Tsirelson's problem and an embedding theorem for groups arising from non-local games

TL;DR

This paper demonstrates that the commuting-operator and tensor-product models for quantum correlations are not equivalent by providing counterexamples using non-local games, and shows that certain related problems are undecidable.

Contribution

It proves the existence of non-local games with perfect commuting-operator strategies but no perfect tensor-product strategies, and embeds arbitrary finitely-presented groups into solution groups.

Findings

Counterexamples to Tsirelson's problem using non-local games.

Embedding of any finitely-presented group into solution groups.

Undecidability of the perfect strategy problem for linear system games.

Abstract

Tsirelson's problem asks whether the commuting operator model for two-party quantum correlations is equivalent to the tensor-product model. We give a negative answer to this question by showing that there are non-local games which have perfect commuting-operator strategies, but do not have perfect tensor-product strategies. The weak Tsirelson problem, which is known to be equivalent to Connes embedding problem, remains open.

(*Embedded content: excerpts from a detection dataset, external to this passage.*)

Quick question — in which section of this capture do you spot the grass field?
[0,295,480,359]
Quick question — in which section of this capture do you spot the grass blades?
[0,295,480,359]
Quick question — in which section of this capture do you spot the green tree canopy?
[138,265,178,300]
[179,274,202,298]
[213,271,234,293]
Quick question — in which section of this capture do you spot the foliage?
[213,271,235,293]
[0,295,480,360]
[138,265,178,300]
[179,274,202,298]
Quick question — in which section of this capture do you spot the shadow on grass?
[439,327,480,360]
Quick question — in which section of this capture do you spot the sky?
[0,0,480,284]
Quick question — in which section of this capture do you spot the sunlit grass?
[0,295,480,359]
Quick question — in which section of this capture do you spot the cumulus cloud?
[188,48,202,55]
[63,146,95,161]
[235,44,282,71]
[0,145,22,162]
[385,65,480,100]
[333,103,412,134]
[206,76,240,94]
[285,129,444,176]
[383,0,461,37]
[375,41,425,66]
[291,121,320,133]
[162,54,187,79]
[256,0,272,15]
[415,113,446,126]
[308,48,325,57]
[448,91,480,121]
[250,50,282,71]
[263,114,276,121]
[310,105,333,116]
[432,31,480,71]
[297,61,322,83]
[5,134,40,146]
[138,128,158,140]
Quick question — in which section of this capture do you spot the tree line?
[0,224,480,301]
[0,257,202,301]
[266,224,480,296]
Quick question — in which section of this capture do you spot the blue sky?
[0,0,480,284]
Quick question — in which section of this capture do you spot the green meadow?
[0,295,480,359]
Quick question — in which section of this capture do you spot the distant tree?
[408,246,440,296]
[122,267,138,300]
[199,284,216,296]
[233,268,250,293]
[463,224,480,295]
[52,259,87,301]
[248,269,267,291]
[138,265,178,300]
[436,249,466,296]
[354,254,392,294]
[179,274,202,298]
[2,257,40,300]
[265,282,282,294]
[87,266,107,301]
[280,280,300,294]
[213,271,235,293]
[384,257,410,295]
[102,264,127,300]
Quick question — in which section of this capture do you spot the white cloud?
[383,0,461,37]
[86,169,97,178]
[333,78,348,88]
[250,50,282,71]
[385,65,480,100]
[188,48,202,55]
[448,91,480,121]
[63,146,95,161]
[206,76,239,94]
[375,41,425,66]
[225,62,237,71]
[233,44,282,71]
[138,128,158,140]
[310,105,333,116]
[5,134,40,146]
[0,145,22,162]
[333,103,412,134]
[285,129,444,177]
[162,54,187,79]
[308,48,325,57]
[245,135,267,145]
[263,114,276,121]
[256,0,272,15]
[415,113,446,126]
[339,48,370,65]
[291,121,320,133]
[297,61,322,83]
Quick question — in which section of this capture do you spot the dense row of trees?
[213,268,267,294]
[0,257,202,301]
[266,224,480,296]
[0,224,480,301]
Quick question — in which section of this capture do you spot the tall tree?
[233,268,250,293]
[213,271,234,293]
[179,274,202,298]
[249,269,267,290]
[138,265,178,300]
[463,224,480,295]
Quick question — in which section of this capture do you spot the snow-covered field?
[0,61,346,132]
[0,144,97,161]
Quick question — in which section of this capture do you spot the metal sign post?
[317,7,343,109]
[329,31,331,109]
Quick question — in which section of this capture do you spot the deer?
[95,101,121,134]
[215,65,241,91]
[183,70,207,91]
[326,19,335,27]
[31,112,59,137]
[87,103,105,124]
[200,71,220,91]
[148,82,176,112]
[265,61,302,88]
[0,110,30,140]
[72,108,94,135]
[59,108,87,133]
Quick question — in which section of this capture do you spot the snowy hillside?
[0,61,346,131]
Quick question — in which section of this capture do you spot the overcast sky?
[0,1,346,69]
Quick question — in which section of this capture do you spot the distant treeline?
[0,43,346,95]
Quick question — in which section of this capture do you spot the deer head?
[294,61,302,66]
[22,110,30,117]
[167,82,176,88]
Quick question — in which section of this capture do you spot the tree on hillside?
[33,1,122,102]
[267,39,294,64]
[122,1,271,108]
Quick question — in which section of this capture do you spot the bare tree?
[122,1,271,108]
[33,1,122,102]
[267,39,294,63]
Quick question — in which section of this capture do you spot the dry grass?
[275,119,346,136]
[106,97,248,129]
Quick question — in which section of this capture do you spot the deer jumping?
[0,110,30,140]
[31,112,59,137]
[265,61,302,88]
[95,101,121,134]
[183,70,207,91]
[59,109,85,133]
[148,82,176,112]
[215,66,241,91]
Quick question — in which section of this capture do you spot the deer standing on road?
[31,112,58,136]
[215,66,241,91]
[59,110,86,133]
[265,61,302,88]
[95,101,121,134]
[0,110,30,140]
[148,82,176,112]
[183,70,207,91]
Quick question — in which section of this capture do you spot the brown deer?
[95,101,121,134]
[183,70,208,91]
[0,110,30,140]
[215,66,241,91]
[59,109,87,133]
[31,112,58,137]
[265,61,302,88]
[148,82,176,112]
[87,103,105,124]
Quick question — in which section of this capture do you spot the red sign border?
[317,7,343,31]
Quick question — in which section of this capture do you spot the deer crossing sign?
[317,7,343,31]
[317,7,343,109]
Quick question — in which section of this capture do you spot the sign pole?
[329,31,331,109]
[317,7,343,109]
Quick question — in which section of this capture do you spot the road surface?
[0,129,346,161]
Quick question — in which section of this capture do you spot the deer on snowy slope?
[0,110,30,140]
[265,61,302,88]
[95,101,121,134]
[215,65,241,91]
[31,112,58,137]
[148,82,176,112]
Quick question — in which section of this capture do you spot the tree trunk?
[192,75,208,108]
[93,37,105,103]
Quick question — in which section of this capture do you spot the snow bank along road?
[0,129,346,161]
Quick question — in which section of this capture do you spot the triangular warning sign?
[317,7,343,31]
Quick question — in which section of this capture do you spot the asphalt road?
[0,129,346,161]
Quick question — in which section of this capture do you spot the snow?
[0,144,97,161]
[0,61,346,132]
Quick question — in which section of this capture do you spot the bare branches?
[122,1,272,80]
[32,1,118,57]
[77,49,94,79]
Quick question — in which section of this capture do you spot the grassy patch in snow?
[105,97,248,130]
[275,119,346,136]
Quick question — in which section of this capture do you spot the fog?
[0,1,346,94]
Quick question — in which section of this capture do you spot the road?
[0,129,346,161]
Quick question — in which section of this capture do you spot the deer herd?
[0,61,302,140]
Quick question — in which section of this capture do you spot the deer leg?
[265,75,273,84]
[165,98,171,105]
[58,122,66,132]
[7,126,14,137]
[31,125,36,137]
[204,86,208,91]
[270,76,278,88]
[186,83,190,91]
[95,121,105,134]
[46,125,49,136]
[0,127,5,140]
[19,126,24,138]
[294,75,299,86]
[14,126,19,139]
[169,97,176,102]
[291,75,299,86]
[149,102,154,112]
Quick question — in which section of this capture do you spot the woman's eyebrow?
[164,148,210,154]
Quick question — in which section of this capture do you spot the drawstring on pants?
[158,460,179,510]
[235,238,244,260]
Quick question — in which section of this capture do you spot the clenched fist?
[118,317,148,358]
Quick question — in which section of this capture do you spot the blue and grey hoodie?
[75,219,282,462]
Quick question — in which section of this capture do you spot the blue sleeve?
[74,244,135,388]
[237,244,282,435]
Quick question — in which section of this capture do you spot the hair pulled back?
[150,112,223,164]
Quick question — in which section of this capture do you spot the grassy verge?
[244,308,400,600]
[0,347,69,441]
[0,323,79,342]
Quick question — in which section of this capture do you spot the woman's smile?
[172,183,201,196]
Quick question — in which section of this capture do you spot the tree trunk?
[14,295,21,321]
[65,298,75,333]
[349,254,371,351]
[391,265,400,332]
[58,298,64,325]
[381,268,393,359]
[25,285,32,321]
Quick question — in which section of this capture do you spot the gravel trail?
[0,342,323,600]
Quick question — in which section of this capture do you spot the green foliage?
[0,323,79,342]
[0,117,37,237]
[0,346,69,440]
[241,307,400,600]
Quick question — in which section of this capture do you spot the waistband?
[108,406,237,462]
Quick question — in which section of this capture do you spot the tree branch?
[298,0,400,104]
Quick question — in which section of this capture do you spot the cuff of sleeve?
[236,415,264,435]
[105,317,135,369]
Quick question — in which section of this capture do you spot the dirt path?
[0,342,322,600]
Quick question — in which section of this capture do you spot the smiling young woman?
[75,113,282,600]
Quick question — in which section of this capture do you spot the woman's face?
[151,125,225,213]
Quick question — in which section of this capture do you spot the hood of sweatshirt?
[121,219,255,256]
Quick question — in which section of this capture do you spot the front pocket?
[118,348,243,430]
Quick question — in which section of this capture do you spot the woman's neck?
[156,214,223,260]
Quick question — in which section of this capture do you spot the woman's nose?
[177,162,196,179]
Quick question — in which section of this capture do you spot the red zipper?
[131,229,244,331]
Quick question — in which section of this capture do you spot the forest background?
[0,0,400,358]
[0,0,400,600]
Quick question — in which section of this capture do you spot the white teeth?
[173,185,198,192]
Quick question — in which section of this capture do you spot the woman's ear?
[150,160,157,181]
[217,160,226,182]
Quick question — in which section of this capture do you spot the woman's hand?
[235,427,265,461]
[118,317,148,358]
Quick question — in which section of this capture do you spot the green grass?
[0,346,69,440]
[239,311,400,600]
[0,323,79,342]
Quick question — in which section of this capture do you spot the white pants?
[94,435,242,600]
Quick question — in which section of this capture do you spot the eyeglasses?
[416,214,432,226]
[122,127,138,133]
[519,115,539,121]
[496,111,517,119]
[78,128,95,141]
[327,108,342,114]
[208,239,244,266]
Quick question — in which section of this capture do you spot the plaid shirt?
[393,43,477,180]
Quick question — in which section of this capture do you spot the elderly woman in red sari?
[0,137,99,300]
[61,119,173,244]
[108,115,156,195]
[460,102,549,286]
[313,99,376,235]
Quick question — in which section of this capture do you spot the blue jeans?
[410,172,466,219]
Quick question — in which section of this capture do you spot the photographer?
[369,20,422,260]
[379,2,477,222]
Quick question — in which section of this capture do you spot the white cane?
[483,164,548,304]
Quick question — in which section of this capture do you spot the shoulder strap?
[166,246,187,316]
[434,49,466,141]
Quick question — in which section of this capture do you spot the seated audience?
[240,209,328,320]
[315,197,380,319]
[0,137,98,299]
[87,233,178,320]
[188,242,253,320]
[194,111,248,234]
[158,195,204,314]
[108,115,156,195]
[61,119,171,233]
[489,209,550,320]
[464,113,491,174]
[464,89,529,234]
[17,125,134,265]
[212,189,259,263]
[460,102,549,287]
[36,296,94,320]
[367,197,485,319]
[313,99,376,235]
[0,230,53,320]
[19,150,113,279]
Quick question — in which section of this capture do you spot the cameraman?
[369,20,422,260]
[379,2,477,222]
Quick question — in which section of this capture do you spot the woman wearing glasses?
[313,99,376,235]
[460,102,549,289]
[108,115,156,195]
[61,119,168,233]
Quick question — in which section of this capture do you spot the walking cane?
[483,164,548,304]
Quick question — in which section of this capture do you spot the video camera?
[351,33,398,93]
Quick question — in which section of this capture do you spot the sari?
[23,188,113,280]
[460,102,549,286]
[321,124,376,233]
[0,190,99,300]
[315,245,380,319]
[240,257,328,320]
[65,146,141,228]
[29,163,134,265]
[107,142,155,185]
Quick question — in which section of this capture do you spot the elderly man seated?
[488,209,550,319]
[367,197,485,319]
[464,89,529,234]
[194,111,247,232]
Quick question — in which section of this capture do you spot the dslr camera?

The examples we construct are instances of (binary) linear system games. For such games, previous results state that the existence of perfect strategies is controlled by the solution group of the linear system. Our main result is that every finitely-presented group embeds in some solution group. As an additional consequence, we show that the problem of determining whether a linear system game has a perfect commuting-operator strategy is undecidable.